About eight months ago, Jaguar became the laughing stock of the internet. They released what seemed to be the most controversial, out-of-touch rebrand of all time. Graphic designers ripped on the new font and marketing experts roasted the shallow slogans. Everyone asked, "Why don't they just go back to their roots?"
But actually, what are Jaguar's roots?
Jaguar is making a bet on something sinister, and unfortunately, I think it might be a smart play.

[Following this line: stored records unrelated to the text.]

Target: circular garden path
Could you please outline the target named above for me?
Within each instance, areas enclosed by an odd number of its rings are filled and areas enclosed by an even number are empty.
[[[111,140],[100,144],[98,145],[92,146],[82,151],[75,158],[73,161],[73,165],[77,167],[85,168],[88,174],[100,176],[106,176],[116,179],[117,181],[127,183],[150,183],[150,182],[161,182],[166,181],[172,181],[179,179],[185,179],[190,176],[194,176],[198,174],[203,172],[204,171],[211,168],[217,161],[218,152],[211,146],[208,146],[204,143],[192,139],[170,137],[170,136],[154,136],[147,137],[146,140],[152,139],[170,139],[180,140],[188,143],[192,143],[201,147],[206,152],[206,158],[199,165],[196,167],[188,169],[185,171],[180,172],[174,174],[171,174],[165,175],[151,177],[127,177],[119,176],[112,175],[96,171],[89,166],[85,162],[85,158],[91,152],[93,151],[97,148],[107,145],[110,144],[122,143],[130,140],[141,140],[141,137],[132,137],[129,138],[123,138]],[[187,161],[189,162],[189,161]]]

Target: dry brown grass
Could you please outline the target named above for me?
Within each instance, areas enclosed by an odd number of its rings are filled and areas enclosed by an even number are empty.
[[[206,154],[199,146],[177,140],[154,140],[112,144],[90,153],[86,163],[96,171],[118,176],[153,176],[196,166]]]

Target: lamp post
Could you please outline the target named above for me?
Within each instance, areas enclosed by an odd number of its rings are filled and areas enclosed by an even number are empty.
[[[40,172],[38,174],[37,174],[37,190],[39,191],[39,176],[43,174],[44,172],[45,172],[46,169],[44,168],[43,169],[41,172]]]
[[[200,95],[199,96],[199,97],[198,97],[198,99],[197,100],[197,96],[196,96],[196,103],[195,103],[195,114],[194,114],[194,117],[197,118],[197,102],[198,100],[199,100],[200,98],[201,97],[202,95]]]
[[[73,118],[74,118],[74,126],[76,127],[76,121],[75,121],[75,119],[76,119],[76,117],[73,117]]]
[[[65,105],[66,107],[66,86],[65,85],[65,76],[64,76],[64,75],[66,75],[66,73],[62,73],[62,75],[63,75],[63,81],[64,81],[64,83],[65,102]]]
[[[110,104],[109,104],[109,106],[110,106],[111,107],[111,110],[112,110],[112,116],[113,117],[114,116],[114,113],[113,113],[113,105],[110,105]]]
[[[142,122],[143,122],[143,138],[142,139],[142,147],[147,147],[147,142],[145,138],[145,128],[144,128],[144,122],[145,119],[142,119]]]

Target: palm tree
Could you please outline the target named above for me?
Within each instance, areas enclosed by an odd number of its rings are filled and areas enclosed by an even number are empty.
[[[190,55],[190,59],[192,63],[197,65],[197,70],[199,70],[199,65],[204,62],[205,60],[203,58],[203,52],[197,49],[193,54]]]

The latest rebrand isn't Jaguar's first identity crisis. The brand has struggled to define itself forever. It started as the Swallow Sidecar Company in 1922, then Swallow Coachbuilding, then SS Cars. The founder (William Lyons) had a simple formula of building stylish cars that looked as expensive as a Bentley but cost a fraction of the price. It was a sort of attainable luxury.
This peaked in 1961 with the E-Type car model offered by the brand. It looked new and modern, which led even Enzo Ferrari to call it the most beautiful car ever made. It had the performance to back up its style, costing half as much as an Aston Martin. Everyone wanted one. It was peak Jaguar.
But the 60 years that came after have not been kind. The decline started when Jaguar joined British Leyland in 1968. The cars kept the quirky British charm but gained a reputation for poor construction. The old Jaguar meant cheap cars that felt expensive, while the new Jaguar was expensive cars that felt cheap. By the 90s, Jaguar's real identity was "old people cars." They were sold in old-person Beige Metallic. Ford tried to fix this in 2001 with the X-Type rebranding. They failed entirely. Young people didn't want a mini-XJ.
Which brings us to the present. Jaguar has stopped making their current cars to focus on building super-luxury, 200,000 USD EVs. They have completely overhauled their entire company.
The "delete ordinary" slogans and fluid models are meant to make a certain type of person feel a certain way. And the fact that some don't want to feel that way doesn't mean the rebrand is bad. The customer Jaguar used to go for, the "attainable luxury" buyer, seems to be fading away. Upwardly mobile consumers aren't the consumer base they once were. Jaguar is placing a bet that the middle ground is dead. We might not like it, but that doesn't mean it isn't smart.